From: "Roozbeh Pournader" <[EMAIL PROTECTED]>
> On Mon, 28 Apr 2003, Mark Davis wrote:
> 
> > BTW, the ICU demos have been all upgraded to Unicode 4.0, on 
> > http://oss.software.ibm.com/icu/demo/.
> > They include:
> > 
> > [...]
> >
> > IDNA Demo
> > This simple demo performs IDNA transformations as described in RFC 3490.
> 
> But isn't the IDNA repertoire limited to Unicode 3.2?!

Probably for now, until new characters are accepted in IDNA, which has always used 
only a approved subset of the Unicode/ISO10646 defined set, even with Unicode 3.2. 
IDNA defines, for security reasons, some other equivalences that are normative for use 
in domain names, even if they are not included in NFC/D and NFKC/KD data. (Look for 
exemple the additional equivalences for dashes, and Unicode standard characters whose 
usage is forbidden within IDNA, or equivalences added between similar letters 
belonging to distinct scripts within Unicode).

IDNA really adds restrictions based on the fact that two Unicode characters that are 
not canonically equivalent or compatibility equivalent, still have too similar glyphs 
in most fonts, and thus must be "unified" with additional equivalences.

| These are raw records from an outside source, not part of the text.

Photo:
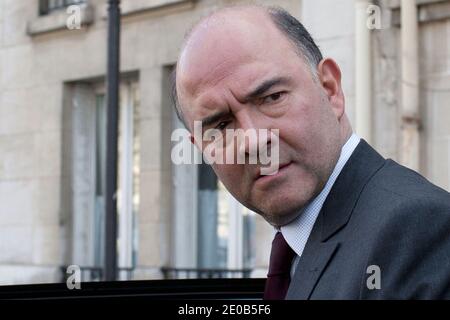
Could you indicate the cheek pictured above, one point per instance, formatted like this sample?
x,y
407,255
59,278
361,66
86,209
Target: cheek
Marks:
x,y
231,176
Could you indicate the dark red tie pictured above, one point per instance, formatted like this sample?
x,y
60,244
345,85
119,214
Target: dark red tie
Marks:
x,y
278,278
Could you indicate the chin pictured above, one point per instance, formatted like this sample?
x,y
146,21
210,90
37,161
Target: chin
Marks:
x,y
282,213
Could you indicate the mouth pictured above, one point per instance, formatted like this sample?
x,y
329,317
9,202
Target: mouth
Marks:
x,y
281,169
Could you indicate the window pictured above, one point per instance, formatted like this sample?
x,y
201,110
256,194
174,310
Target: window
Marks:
x,y
47,6
88,179
213,233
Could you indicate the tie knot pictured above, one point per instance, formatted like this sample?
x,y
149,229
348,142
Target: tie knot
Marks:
x,y
281,256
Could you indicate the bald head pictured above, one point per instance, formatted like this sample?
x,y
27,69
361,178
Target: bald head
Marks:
x,y
236,28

A domain name is not an unrestricted general text, so it has additonal constraints 
that are out of scope of the Unicode standard which does not consider the security 
requirements for each application that uses it as a base standard.

Unicode 4.0 is still too new for IDNA. Give some time to IDNA authors to study the 
additions in Unicode 4, and publish a new subset of acceptable characters and new 
IDNA-canonical equivalences, or prohibitions.

There's nothing wrong however in the ICU announcement (IDNA is not a Unicode 
specification but a separate IETF/IEC technical standard), because it lists all demos 
that have been upgraded to the latest versions of each specification.